Древняя и средневековая история Минданао и Сулу слабо­изучена из-за недостатка источников. В последнее время фи­липпинские ученые проявляют большой интерес к воссозданию исторического прошлого народов, населяющих южные районы страны. Много пробелов в изучении ранних периодов истории Юга Филиппин восполнено в результате выхода в свет в конце 60-х и в 70-е годы капитальных исследований филиппинского историка С. А. Махула. Ему удалось на основе сравнительного анализа генеалогических списков мусульманских правителей Сулу и Минданао — тарсила — проследить основные этапы политической истории этого района Филиппин начиная с периода проникновения туда ислама (XIV в.). Но остается почти неизученным доисламский период. Отдельные материалы (из индо­незийских и китайских источников), приведенные в работах С. А. Махула и других исследованиях, позволяют сделать вы­вод, что в целом развитие Юга Филиппин (точнее — Сулу, за­падных и южных территорий Минданао) с первых веков нашей эры опережало развитие северных и центральных районов Фи­липпинского архипелага. Среди факторов, способствовавших этому, следует указать на их географическую и историко-этническую близость к соседней индонезийской области, на тесные хозяйственные и культурные контакты с государства­ми древней цивилизации, расположенными на территории Ин­донезии, Малайи и Индокитая. Этим контактам способствова­ло направление хозяйственной деятельности народов Сулу и приморских территорий Юго-Западного Минданао, основу ко­торой составляли торговля, добыча жемчуга и морские про­мыслы.
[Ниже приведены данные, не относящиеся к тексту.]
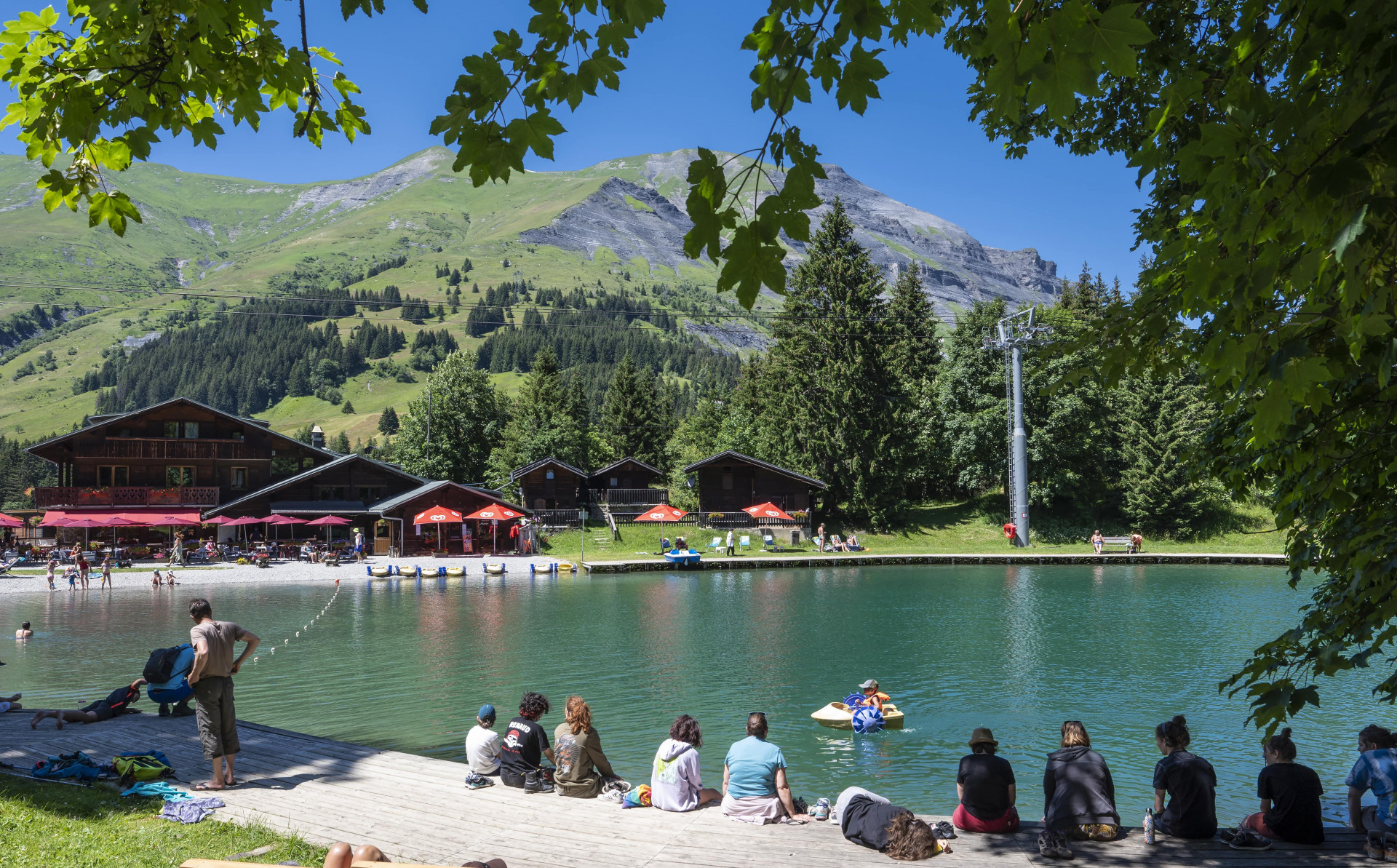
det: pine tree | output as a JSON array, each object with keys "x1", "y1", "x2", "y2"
[
  {"x1": 767, "y1": 199, "x2": 911, "y2": 527},
  {"x1": 394, "y1": 349, "x2": 509, "y2": 482},
  {"x1": 1122, "y1": 376, "x2": 1224, "y2": 538},
  {"x1": 601, "y1": 354, "x2": 672, "y2": 469},
  {"x1": 490, "y1": 346, "x2": 588, "y2": 482},
  {"x1": 378, "y1": 407, "x2": 398, "y2": 436}
]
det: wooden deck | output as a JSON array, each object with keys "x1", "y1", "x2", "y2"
[
  {"x1": 583, "y1": 552, "x2": 1285, "y2": 573},
  {"x1": 0, "y1": 706, "x2": 1368, "y2": 868}
]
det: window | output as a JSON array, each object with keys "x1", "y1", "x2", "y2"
[{"x1": 96, "y1": 466, "x2": 131, "y2": 487}]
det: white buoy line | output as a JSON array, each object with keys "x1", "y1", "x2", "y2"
[{"x1": 253, "y1": 580, "x2": 340, "y2": 663}]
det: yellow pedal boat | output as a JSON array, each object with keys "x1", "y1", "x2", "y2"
[{"x1": 811, "y1": 701, "x2": 902, "y2": 730}]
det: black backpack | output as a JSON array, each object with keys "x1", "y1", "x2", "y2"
[{"x1": 141, "y1": 642, "x2": 188, "y2": 683}]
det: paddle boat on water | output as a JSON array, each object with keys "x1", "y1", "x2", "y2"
[
  {"x1": 811, "y1": 701, "x2": 902, "y2": 730},
  {"x1": 665, "y1": 548, "x2": 700, "y2": 566}
]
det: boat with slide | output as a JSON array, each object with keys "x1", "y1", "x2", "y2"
[{"x1": 811, "y1": 701, "x2": 902, "y2": 730}]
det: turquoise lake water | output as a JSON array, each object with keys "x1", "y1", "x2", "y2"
[{"x1": 0, "y1": 565, "x2": 1374, "y2": 824}]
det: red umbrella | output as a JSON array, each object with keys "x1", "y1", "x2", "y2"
[
  {"x1": 633, "y1": 503, "x2": 689, "y2": 550},
  {"x1": 742, "y1": 503, "x2": 794, "y2": 522}
]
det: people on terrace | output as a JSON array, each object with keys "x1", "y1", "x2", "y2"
[
  {"x1": 650, "y1": 714, "x2": 723, "y2": 811},
  {"x1": 952, "y1": 727, "x2": 1019, "y2": 832},
  {"x1": 1242, "y1": 727, "x2": 1318, "y2": 844},
  {"x1": 553, "y1": 696, "x2": 618, "y2": 798},
  {"x1": 723, "y1": 712, "x2": 808, "y2": 824},
  {"x1": 1154, "y1": 714, "x2": 1218, "y2": 839}
]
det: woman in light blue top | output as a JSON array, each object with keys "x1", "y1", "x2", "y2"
[{"x1": 723, "y1": 712, "x2": 808, "y2": 826}]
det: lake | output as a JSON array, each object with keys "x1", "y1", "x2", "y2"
[{"x1": 0, "y1": 565, "x2": 1374, "y2": 824}]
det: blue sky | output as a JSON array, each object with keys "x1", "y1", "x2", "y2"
[{"x1": 0, "y1": 0, "x2": 1144, "y2": 287}]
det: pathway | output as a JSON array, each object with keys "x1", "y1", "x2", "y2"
[{"x1": 0, "y1": 703, "x2": 1366, "y2": 868}]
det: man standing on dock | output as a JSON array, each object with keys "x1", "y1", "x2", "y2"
[{"x1": 188, "y1": 597, "x2": 261, "y2": 789}]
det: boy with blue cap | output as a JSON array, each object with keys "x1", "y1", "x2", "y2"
[{"x1": 465, "y1": 703, "x2": 500, "y2": 789}]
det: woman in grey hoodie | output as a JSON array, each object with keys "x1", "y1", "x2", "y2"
[{"x1": 1043, "y1": 720, "x2": 1121, "y2": 841}]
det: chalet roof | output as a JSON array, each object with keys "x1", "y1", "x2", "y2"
[
  {"x1": 25, "y1": 397, "x2": 321, "y2": 455},
  {"x1": 510, "y1": 455, "x2": 586, "y2": 482},
  {"x1": 366, "y1": 479, "x2": 533, "y2": 516},
  {"x1": 204, "y1": 453, "x2": 425, "y2": 519},
  {"x1": 685, "y1": 449, "x2": 829, "y2": 490},
  {"x1": 591, "y1": 455, "x2": 665, "y2": 477}
]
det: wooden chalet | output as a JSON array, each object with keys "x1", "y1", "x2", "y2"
[
  {"x1": 510, "y1": 455, "x2": 586, "y2": 510},
  {"x1": 28, "y1": 399, "x2": 335, "y2": 533},
  {"x1": 586, "y1": 455, "x2": 669, "y2": 513},
  {"x1": 685, "y1": 450, "x2": 829, "y2": 513}
]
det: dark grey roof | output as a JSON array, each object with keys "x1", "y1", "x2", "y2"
[
  {"x1": 204, "y1": 452, "x2": 423, "y2": 519},
  {"x1": 510, "y1": 455, "x2": 586, "y2": 482},
  {"x1": 589, "y1": 455, "x2": 665, "y2": 477},
  {"x1": 365, "y1": 479, "x2": 533, "y2": 516},
  {"x1": 685, "y1": 449, "x2": 829, "y2": 489}
]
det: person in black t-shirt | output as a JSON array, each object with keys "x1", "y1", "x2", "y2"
[
  {"x1": 952, "y1": 727, "x2": 1019, "y2": 832},
  {"x1": 1154, "y1": 714, "x2": 1218, "y2": 839},
  {"x1": 29, "y1": 678, "x2": 146, "y2": 730},
  {"x1": 500, "y1": 690, "x2": 556, "y2": 792},
  {"x1": 1242, "y1": 727, "x2": 1324, "y2": 844}
]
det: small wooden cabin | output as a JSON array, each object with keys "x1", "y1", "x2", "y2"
[
  {"x1": 510, "y1": 455, "x2": 586, "y2": 510},
  {"x1": 685, "y1": 450, "x2": 829, "y2": 513}
]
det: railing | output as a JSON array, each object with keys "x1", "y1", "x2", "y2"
[
  {"x1": 98, "y1": 437, "x2": 251, "y2": 460},
  {"x1": 598, "y1": 487, "x2": 669, "y2": 506},
  {"x1": 33, "y1": 485, "x2": 218, "y2": 509}
]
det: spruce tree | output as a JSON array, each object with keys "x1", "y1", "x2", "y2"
[
  {"x1": 765, "y1": 199, "x2": 911, "y2": 527},
  {"x1": 378, "y1": 407, "x2": 398, "y2": 436}
]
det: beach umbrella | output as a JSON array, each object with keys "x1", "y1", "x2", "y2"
[
  {"x1": 306, "y1": 516, "x2": 349, "y2": 545},
  {"x1": 633, "y1": 503, "x2": 689, "y2": 550},
  {"x1": 465, "y1": 503, "x2": 524, "y2": 551},
  {"x1": 412, "y1": 506, "x2": 463, "y2": 549}
]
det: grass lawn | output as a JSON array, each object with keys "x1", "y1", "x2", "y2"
[
  {"x1": 0, "y1": 774, "x2": 325, "y2": 868},
  {"x1": 545, "y1": 501, "x2": 1285, "y2": 562}
]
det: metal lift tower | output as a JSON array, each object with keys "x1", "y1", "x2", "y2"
[{"x1": 985, "y1": 308, "x2": 1051, "y2": 548}]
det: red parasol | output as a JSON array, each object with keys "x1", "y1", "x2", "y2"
[{"x1": 742, "y1": 503, "x2": 794, "y2": 522}]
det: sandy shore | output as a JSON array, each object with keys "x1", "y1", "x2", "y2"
[{"x1": 0, "y1": 557, "x2": 578, "y2": 594}]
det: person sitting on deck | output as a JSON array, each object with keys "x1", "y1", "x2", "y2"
[
  {"x1": 1154, "y1": 714, "x2": 1218, "y2": 839},
  {"x1": 952, "y1": 727, "x2": 1019, "y2": 833},
  {"x1": 500, "y1": 690, "x2": 556, "y2": 792},
  {"x1": 29, "y1": 678, "x2": 146, "y2": 730},
  {"x1": 553, "y1": 696, "x2": 618, "y2": 798},
  {"x1": 650, "y1": 714, "x2": 723, "y2": 811},
  {"x1": 465, "y1": 703, "x2": 500, "y2": 776},
  {"x1": 1344, "y1": 724, "x2": 1397, "y2": 835},
  {"x1": 1043, "y1": 720, "x2": 1121, "y2": 841},
  {"x1": 829, "y1": 787, "x2": 950, "y2": 862},
  {"x1": 1242, "y1": 727, "x2": 1324, "y2": 844},
  {"x1": 723, "y1": 712, "x2": 808, "y2": 826}
]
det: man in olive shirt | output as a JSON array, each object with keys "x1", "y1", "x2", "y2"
[{"x1": 188, "y1": 597, "x2": 261, "y2": 789}]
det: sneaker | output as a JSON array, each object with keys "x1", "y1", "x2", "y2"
[{"x1": 1228, "y1": 829, "x2": 1274, "y2": 859}]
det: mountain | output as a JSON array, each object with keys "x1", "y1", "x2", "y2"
[{"x1": 0, "y1": 148, "x2": 1059, "y2": 439}]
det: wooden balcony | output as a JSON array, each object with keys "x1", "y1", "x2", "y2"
[
  {"x1": 33, "y1": 485, "x2": 218, "y2": 509},
  {"x1": 97, "y1": 437, "x2": 252, "y2": 461}
]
Среди народов, населявших эти южные районы, по-видимо­му, уже в первые века нашей эры шел интенсивный процесс разложения первобытнообщинного строя и создания классово­го общества. До последнего времени в филиппинской и амери­канской историографии преобладала точка зрения о решающем значении исламизации, осуществлявшейся из Индонезии и Ма­лайи, для возникновения государственности на Сулу и Мин­данао. Исследования С. А. Махула показали, что формирова­ние государственности началось там еще в доисламский период и было связано с процессами их внутреннего развития. Ко вре­мени проникновения ислама (на Сулу — на рубеже XIIIXIV вв. и на Минданао — в середине XV в.) здесь уже суще­ствовали относительно централизованные феодальные и по­луфеодальные княжества со сложившимися правящими дина­стиями.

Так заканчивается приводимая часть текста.